Rumpelstiltskin's voice rings in her ears and I can feel her heart beat faster as he speaks. She is connected to him… even with out her heart…. and I would be lying if I said I didn't feel threatened by her instant connection with our son. She's been the only one I've ever fully allowed myself to love, and it made my stomach turn knowing that I wasn't her one and only. She loved more than just me…
"I know."
She whispers back to him. I clench my jaw when I hear her respond with such words… I stare at the heart with rage. She agreed with him? How could she after everything I have done for her? After I kept her safe from the others, and made sure she had everything she desired. I loved her when I loved no one else, and here I was listening to her words…. her betrayal.
"Do you trust him?"
He asks coldly, a coldness that I thought only I could posses when speaking to anyone. She chuckles lightly, nerves evident in that hauntingly beautiful laugh of hers.
"I want to… I always want to."
There is hope in her voice, but any hope she has seems to flee the second he speaks.
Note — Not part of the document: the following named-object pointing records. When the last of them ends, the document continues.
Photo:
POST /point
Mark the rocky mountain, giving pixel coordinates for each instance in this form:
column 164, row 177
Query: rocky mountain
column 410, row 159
He chuckles in an almost condescending tone.
"You can never trust him tiger lily. He never does the right thing. He only does what helps him."
I glance down at her heart as he says this and see the light in it dim ever so slightly… She sighs.
"I know."
The second she says this I feel something flicker inside of me… a feeling I haven't had in years. I felt lonely… If I didn't have her believing in me then who did I have? I put the heart back in the chest, and close it. I feel my smirk falter at her doubt in me… she'd never doubted me before, so why did she now? I knew I wasn't the same man she once knew, but I would be damned if my little flower started to wilt at the mention of me. She is mine, and I will not my son take her from me… no one would. She is mine, and I will never let her go. Never.